Policy Discord: Compounding the challenges of addressing the climate and nature crisis is a growing lack of clarity and cohesion concerning climate and nature legislation, regulation, and taxation, as well as a growing policy discord across Europe, China, the U.S., and other emerging and developing economies. Despite the emergence of new standards and disclosure regimes, this policy discord and lack of clarity can impede corporate action. How can corporate directors help set effective corporate strategy in this context, when corporate strategy often depends on clear and predictable government policy?

Standards and Disclosure Regimes: What role will emerging practices and standards, driven by disclosure regimes and other risk and regulatory measures like the new IFRS  Standard (S2) on Climate-related Financial Disclosures and the work of the Taskforce on Nature-related Financial Disclosures (TNFD), play in harmonizing policy and enhancing corporate action?

Managing Governance Risk: As these emerging standards move disclosure requirements into corporate audit committees, what are the climate- and nature-related risks and governance issues that directors should understand in managing the corporate approach to climate change and ecosystem degradation? What is the right lens for these issues – compliance, business opportunity, balancing of divergent stakeholder interests, existential threat?  All of the above? What more should companies be doing now in the absence of, or anticipation of, more (or less) regulation? 

Incentives and Tools: There is no global price for carbon to require emitters to pay for the increasing harm that carbon emissions impose on society. Does carbon need to be on the balance sheet to justify fundamental changes to corporate investment and resource allocation? Or, are there other price-based and non-price-based policy approaches that should be considered? Many corporations are adopting voluntary emission reduction and other targets for their corporate activities and investing in forestry and other projects to offset (or inset) emissions that cannot be reduced. How can directors ensure effective oversight of measures like transition pathways, internal carbon pricing, corporate net zero targets, offsets, and insets?  
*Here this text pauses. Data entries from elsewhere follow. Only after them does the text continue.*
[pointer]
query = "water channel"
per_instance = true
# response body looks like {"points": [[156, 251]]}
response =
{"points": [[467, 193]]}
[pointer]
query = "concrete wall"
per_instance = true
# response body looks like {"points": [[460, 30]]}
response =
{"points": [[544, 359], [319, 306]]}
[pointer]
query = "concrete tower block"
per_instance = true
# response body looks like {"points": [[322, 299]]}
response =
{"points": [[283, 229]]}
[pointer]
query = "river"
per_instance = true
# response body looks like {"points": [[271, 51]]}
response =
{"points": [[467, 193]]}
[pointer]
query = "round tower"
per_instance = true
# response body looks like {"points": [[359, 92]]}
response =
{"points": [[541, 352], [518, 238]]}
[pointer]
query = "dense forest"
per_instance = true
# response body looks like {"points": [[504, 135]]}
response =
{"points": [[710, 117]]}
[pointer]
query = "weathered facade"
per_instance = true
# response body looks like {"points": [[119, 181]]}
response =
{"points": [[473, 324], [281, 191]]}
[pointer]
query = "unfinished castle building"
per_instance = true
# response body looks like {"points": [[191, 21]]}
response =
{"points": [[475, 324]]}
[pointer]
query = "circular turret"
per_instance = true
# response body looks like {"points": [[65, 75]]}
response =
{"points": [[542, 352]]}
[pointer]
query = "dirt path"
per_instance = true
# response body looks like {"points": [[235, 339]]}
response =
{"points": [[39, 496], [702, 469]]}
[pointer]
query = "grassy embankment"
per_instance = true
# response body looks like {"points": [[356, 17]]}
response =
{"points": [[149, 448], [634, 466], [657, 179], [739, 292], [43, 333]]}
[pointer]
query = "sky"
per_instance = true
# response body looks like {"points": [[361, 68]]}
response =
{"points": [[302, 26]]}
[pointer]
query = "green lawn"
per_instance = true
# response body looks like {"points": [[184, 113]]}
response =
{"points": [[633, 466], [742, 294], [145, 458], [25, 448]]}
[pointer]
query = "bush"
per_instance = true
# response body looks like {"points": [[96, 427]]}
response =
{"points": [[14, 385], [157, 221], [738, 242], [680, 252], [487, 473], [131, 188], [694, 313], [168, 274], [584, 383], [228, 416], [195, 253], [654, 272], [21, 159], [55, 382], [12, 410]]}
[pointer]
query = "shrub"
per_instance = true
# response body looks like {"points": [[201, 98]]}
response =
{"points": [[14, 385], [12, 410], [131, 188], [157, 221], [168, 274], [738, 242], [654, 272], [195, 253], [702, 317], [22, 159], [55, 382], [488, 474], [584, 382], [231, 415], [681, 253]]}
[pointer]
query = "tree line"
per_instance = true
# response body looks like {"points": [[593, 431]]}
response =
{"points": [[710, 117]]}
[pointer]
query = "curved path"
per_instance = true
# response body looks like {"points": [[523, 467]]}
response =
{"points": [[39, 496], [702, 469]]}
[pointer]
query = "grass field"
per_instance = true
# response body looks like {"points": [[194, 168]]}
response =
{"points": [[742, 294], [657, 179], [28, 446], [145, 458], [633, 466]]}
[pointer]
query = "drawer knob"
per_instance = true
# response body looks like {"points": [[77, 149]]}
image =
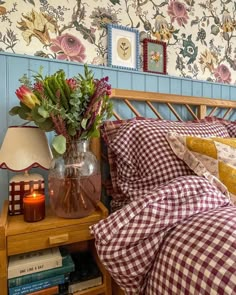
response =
{"points": [[58, 239]]}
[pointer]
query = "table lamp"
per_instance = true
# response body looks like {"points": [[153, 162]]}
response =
{"points": [[23, 148]]}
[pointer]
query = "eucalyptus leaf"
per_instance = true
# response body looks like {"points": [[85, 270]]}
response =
{"points": [[59, 144]]}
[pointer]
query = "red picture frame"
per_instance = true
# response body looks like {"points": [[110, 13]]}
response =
{"points": [[154, 56]]}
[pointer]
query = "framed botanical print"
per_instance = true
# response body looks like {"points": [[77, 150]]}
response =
{"points": [[154, 56], [123, 47]]}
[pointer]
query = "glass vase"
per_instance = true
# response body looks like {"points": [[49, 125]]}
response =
{"points": [[74, 181]]}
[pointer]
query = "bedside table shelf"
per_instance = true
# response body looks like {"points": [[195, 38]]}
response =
{"points": [[18, 236]]}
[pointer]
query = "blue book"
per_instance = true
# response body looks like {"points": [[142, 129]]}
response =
{"points": [[39, 285], [67, 267]]}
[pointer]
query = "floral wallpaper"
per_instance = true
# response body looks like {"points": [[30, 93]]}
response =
{"points": [[200, 34]]}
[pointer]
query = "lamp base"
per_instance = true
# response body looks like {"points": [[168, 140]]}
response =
{"points": [[21, 185]]}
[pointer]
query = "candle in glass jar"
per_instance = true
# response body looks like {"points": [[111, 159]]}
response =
{"points": [[34, 207]]}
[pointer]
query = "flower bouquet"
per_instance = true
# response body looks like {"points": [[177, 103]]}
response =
{"points": [[73, 108]]}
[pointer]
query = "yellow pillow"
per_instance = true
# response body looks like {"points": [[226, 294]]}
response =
{"points": [[213, 158]]}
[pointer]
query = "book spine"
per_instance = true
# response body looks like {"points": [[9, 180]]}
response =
{"points": [[47, 291], [67, 267], [39, 285], [35, 267]]}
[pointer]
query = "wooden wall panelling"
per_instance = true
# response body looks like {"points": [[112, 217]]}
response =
{"points": [[13, 66]]}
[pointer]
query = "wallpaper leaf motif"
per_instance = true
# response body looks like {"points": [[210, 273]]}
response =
{"points": [[200, 36]]}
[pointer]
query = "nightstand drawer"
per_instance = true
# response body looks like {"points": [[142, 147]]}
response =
{"points": [[47, 238]]}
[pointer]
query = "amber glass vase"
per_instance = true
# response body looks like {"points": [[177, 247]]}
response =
{"points": [[74, 181]]}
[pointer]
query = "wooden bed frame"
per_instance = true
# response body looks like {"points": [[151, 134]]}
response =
{"points": [[196, 107]]}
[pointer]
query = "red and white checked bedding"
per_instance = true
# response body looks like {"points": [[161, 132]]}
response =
{"points": [[179, 238]]}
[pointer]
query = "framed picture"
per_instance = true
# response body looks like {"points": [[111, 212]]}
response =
{"points": [[123, 47], [154, 56]]}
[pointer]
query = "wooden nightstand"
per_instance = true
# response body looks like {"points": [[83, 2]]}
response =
{"points": [[17, 236]]}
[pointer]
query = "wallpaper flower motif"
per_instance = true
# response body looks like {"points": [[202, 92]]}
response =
{"points": [[200, 35]]}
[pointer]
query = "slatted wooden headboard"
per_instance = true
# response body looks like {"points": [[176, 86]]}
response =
{"points": [[175, 106], [178, 106]]}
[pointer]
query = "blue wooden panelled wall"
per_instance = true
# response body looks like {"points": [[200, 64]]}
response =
{"points": [[13, 66]]}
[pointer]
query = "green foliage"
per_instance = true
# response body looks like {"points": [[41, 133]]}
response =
{"points": [[72, 108]]}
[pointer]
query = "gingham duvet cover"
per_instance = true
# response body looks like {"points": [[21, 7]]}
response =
{"points": [[177, 239]]}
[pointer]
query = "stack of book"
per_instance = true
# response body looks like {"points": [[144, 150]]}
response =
{"points": [[39, 272], [86, 274]]}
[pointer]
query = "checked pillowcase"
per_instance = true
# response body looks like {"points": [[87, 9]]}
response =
{"points": [[144, 158]]}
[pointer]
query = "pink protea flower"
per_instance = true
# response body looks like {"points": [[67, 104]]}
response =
{"points": [[38, 86], [222, 74], [68, 47], [177, 11], [72, 83], [27, 97]]}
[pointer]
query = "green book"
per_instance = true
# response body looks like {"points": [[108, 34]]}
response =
{"points": [[67, 267]]}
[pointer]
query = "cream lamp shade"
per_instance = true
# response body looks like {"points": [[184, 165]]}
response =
{"points": [[23, 148]]}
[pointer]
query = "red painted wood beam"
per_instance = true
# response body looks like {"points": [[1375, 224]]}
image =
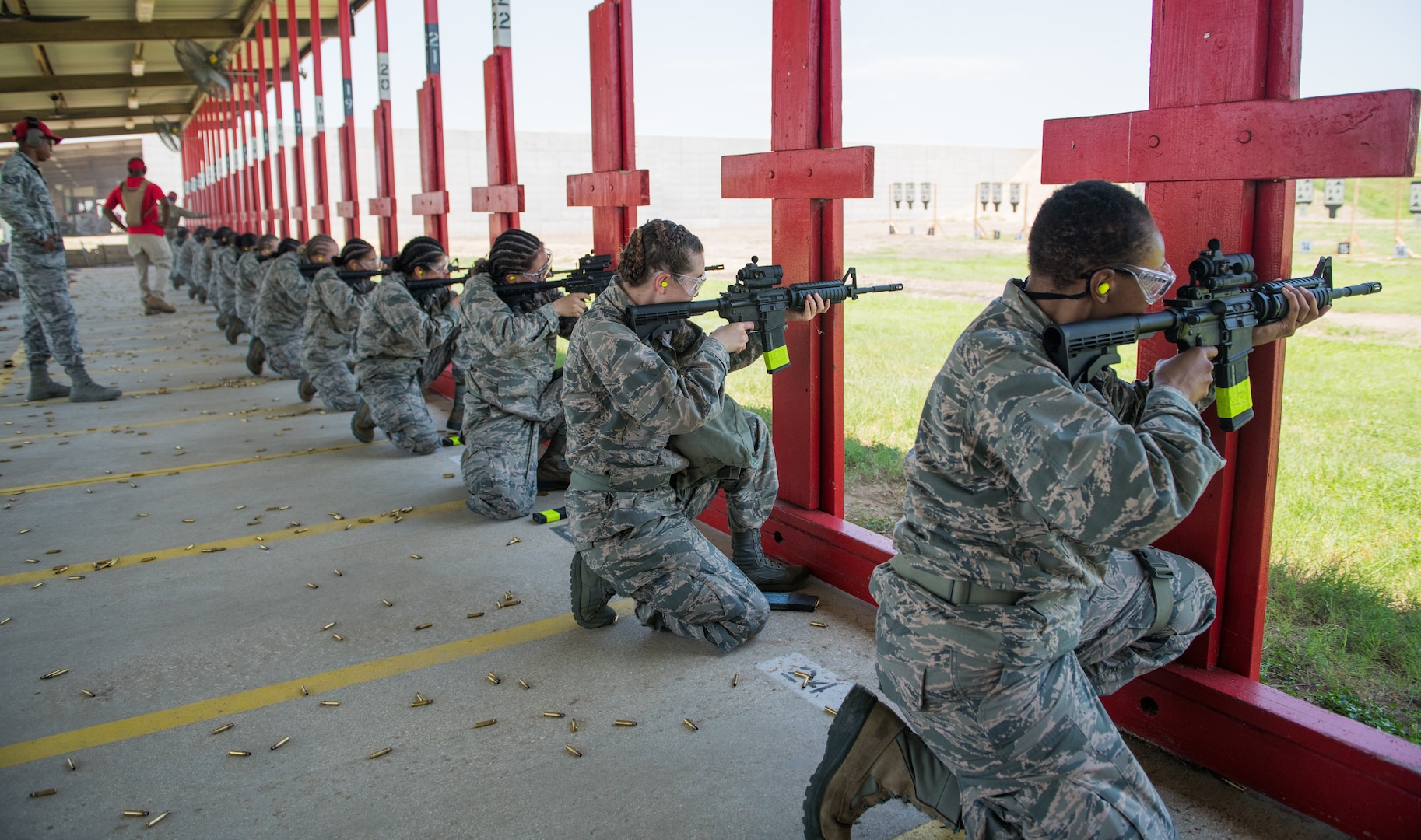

Equity: There are significant governance and equity issues to be considered, particularly with respect to the development of markets for carbon and nature. There is concern that businesses may rely on offsets without making the investment needed to address their direct and indirect impacts.  There is also concern about the integrity of these investments and their potential to violate the rights of Indigenous Peoples and and historically disenfranchised communities by commodifying nature. In many industries and locations, workers in corporate supply chains are exposed to dramatically greater health risks from climate change.  Should stakeholders and rights-holders like local and Indigenous communities, those representing future generations, or workers have a governance role in these markets or on corporate boards or committees of companies that consider using these mechanisms? What role will historical emissions play in future policy approaches to equity and climate justice?

Governance Structures: What new governance structures beyond traditional corporate structures should be considered to accelerate corporate action and to improve the flow of capital to solve these issues?  What is the role of new actors, structures and mechanisms for collective action like B corps, public/private/non-profit joint ventures and other legal mechanisms?

Participant profile

The Forum was intended to benefit directors and principals of corporations operating in various jurisdictions who wanted an off-the-record opportunity to explore the greatest climate-related and sustainability challenges facing them as directors in the coming decade. We prioritized directors currently serving on corporate boards. No prior knowledge of ESG issues was required to participate.

While the majority of participants were board directors, academics and subject-matter specialists were also invited to bring their expertise to the discussion. The aim was to help directors and corporate policy makers return to their boardrooms with new ideas, new partnerships and new insights, so they could become thought leaders and change-makers for the coming decades.